An IUserType is just a way to map a type to something else that can be understood by the database, perfect! Just what I was looking for! I throw away my 2 hours of work to implement my custom ListItemUserType solution in 10 minutes:

public class ListItemType : IUserType
{
	public SqlType[] SqlTypes
	{
		get
		{
			SqlType[] types = new SqlType[1];
			types[0] = new SqlType(DbType.Int32);
			return types;
		}
	}

	public Type ReturnedType
	{
		get { return typeof(ListItem); }
	}

	public new bool Equals(object x, object y)
	{
		return x != null && x.Equals(y);
	}

	public int GetHashCode(object x)
	{
		return x.GetHashCode();
	}

	public object NullSafeGet(IDataReader rs, string[] names, object owner)
	{
		//We get the string from the database using the NullSafeGet used to get strings 
		int id = Convert.ToInt32(NHibernateUtil.String.NullSafeGet(rs, names[0]));

		return ListItem.GetList().Where(i => i.Id == id).Single();
	}

	public void NullSafeSet(IDbCommand cmd, object value, int index)
	{
		//Set the value using the NullSafeSet implementation for string from NHibernateUtil
		if (value == null)
		{
			NHibernateUtil.String.NullSafeSet(cmd, null, index);
			return;
		}
		NHibernateUtil.String.NullSafeSet(cmd, ((ListItem)value).Id.ToString(), index);
	}

	public object DeepCopy(object value)
	{
		return value;
	}

	public bool IsMutable
	{
		get { return false; }
	}

	public object Replace(object original, object target, object owner)
	{
		//As our object is immutable we can just return the original
		return original;
	}

	public object Assemble(object cached, object owner)
	{
		//Used for casching, as our object is immutable we can just return it as is
		return cached;
	}

	public object Disassemble(object value)
	{
		//Used for casching, as our object is immutable we can just return it as is
		return value;
	}
}

The key points are:

  • I tell NHibernate how to represent this type at the database level (as a single integer column), lines 7-9.
  • In the NullSafeGet() implementation I read the integer key of the object and perform the lookup using Linq, lines 30-33.
  • In the NullSafeSet() I just tell NHibernate to persist only the id of the object,lines 38-44.

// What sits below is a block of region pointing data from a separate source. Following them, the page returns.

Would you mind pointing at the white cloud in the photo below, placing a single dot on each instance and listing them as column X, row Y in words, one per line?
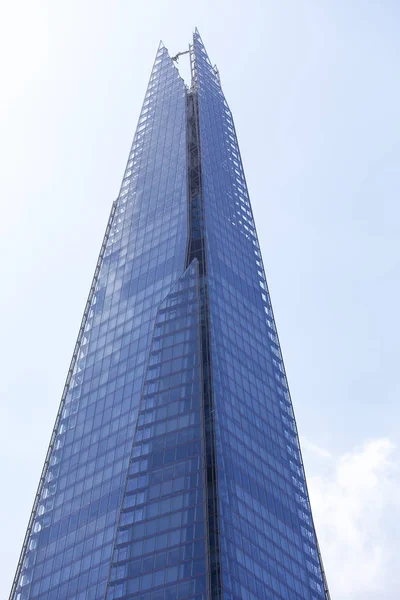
column 356, row 508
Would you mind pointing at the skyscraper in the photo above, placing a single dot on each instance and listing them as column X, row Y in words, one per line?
column 174, row 468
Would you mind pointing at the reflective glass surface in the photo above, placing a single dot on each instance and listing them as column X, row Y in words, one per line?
column 174, row 468
column 268, row 544
column 68, row 551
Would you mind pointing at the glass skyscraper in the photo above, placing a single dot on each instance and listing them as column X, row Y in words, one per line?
column 174, row 468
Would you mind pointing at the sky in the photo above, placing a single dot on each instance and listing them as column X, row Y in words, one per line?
column 315, row 94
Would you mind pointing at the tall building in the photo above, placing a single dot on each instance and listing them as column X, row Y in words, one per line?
column 174, row 468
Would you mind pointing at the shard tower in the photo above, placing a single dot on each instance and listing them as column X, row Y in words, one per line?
column 174, row 469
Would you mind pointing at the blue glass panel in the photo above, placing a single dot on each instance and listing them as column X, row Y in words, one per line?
column 267, row 536
column 68, row 548
column 160, row 546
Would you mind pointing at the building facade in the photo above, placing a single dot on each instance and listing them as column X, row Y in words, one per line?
column 174, row 468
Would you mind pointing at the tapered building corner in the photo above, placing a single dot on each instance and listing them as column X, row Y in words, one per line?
column 174, row 468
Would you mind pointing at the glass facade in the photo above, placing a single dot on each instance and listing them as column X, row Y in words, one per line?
column 174, row 468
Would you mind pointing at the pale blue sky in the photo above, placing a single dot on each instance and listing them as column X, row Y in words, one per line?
column 315, row 93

The mapping is extremely simple:

<?xml version="1.0" encoding="utf-8" ?>
<hibernate-mapping xmlns="urn:nhibernate-mapping-2.2" 
				   default-lazy="false" 
				   default-cascade="all-delete-orphan"
				   assembly="YYY"
				   namespace="XXX">
	<class name="EntityUsingListItem" table="EntityUsingListItem"  >
		<id name="Id" type="Int32" >
			<generator class="native" />
		</id>
		<property name="Name" type="string" />
		
		<property name="ListItem" type="XXX.ListItemType, YYY" />

		<bag name="List" table="EntityListBridge" >
			<key not-null="true" />
			<element column="listid" type="XXX.ListItemType, YYY" not-null="true" />
		</bag>
	</class>
</hibernate-mapping>

In this way we only persist the integer Id of the ListItem when the object is saved (the user type do it for me) and when it is loaded I get the full instance of the ListItem class in each referencing properties (again, the user type does the lookup for me); the result are less data that go back and forth to the database each time you load your main entity and the whole application will be faster, especially if you have lots of lookup values.

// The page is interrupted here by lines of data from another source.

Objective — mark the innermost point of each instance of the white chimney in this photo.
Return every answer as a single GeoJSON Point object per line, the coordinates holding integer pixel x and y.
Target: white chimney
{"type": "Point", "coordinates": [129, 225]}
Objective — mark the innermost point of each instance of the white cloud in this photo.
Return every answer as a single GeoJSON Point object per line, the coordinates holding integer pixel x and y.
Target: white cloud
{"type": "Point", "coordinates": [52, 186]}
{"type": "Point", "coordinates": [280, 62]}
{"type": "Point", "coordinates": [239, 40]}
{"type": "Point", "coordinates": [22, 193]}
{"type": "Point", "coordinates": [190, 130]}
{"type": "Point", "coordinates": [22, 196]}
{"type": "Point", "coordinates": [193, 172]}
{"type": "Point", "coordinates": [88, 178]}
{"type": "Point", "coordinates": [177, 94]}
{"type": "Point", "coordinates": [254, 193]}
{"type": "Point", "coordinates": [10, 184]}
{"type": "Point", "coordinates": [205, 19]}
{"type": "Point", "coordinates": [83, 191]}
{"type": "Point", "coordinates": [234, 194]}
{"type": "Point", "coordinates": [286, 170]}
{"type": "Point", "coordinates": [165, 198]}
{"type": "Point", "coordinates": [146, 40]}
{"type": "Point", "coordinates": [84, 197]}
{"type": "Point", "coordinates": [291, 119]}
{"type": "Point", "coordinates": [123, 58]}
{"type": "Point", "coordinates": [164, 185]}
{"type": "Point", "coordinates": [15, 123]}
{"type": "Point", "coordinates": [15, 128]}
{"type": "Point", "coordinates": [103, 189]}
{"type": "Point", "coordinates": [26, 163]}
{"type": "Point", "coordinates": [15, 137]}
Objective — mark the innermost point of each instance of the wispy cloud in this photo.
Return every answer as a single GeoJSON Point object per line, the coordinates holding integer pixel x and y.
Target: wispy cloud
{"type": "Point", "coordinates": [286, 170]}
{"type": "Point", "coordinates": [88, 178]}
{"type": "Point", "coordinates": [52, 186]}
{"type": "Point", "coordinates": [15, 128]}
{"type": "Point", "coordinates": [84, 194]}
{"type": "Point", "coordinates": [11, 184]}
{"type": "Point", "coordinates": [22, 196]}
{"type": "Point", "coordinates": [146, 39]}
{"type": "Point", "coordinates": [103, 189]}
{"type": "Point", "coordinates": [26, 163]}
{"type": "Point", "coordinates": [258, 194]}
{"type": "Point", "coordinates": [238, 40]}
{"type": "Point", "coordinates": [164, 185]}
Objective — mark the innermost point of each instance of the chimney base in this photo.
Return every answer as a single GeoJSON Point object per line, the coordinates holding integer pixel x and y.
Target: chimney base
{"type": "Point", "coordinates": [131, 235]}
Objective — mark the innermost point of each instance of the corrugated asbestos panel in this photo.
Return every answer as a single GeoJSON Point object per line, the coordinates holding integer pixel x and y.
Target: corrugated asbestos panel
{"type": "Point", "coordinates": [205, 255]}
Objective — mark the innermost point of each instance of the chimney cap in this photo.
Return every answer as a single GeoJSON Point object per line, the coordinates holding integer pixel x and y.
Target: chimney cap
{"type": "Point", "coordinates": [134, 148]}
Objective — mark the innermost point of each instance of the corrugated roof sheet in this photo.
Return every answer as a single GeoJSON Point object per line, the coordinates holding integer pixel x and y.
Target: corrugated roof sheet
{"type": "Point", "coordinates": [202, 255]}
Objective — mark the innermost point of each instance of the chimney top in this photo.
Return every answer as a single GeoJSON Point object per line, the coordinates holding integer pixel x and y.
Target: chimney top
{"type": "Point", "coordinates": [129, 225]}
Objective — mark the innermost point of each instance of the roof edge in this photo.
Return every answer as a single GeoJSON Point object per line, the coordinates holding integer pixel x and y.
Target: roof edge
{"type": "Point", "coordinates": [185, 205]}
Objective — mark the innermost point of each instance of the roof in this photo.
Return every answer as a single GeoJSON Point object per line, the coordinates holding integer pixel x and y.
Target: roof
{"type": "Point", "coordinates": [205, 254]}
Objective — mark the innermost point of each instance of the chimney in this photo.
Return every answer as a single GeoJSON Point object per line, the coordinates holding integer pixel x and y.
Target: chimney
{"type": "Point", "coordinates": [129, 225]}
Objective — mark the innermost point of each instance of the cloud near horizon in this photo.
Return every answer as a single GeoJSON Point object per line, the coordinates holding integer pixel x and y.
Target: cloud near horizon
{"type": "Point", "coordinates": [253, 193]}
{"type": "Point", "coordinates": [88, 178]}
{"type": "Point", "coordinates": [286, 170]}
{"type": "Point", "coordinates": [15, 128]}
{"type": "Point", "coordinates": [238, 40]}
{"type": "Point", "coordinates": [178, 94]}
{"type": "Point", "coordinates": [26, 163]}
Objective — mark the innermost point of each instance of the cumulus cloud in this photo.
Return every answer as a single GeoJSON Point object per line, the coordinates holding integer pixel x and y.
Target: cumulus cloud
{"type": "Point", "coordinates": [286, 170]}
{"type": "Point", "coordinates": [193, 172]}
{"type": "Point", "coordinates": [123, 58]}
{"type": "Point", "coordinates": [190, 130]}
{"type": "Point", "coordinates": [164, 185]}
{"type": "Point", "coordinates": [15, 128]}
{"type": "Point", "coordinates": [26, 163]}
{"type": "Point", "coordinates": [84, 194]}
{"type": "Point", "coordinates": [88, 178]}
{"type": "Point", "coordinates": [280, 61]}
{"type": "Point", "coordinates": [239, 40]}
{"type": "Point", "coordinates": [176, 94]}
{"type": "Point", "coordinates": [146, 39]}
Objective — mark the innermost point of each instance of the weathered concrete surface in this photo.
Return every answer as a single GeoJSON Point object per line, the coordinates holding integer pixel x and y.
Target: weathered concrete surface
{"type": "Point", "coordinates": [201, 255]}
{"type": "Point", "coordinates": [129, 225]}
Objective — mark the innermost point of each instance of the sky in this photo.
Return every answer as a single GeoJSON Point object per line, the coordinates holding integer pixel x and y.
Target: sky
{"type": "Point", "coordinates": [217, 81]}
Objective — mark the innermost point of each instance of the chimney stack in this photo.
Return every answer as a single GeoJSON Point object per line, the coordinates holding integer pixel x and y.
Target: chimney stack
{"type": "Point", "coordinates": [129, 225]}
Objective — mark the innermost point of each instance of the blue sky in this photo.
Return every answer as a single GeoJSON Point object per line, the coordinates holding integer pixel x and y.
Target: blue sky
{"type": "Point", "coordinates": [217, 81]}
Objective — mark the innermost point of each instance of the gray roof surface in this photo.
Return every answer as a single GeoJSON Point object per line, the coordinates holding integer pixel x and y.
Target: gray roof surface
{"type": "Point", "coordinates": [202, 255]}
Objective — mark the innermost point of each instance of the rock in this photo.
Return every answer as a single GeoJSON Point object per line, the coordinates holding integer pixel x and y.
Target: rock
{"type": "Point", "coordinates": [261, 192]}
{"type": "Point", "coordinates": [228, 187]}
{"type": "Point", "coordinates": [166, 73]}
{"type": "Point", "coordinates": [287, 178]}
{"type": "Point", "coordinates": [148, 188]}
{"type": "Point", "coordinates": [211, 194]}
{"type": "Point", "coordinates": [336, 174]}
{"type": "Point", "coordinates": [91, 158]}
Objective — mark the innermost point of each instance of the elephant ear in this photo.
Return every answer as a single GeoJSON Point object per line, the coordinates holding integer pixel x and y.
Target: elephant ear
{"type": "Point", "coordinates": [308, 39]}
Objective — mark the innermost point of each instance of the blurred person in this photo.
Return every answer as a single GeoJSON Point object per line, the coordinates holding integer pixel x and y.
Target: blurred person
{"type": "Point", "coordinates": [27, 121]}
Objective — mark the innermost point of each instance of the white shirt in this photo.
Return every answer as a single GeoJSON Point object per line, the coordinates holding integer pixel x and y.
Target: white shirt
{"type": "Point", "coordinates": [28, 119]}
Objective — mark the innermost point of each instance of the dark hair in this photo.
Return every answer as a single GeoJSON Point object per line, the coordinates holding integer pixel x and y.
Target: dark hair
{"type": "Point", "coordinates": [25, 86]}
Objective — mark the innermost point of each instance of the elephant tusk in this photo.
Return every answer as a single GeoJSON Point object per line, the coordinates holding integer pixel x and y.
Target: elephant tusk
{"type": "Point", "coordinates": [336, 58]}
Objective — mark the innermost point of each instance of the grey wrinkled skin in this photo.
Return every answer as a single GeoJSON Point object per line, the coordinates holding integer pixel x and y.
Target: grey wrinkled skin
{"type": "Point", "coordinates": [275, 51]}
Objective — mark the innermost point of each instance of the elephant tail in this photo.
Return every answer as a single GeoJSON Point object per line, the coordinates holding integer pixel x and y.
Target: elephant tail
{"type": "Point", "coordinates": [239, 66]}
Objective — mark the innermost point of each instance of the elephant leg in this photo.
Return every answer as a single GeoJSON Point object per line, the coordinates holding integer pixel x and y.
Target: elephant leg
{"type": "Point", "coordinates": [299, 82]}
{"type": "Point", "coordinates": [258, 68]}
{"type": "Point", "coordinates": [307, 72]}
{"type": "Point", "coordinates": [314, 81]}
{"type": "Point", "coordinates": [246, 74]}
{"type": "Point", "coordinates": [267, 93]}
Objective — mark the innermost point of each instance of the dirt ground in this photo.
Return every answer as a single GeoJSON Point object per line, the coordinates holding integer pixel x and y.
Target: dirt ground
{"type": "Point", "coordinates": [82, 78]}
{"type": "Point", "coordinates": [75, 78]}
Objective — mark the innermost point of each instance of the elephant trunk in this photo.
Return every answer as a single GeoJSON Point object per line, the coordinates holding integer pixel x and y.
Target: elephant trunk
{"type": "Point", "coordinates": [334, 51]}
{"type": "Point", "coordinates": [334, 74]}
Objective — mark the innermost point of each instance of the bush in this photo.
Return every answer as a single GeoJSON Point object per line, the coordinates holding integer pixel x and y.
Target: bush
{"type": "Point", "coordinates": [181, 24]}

If all your lookup classes are derived from the same base class it’s easy to realize a generic version of this custom user type and use it to load and save all your lookup values reusing the code.

If at a later time, you need to persist this table to the database because the users can now add and remove items from the ListItem values collection, you can easily change the mapping again without loosing any of your data already stored in the database.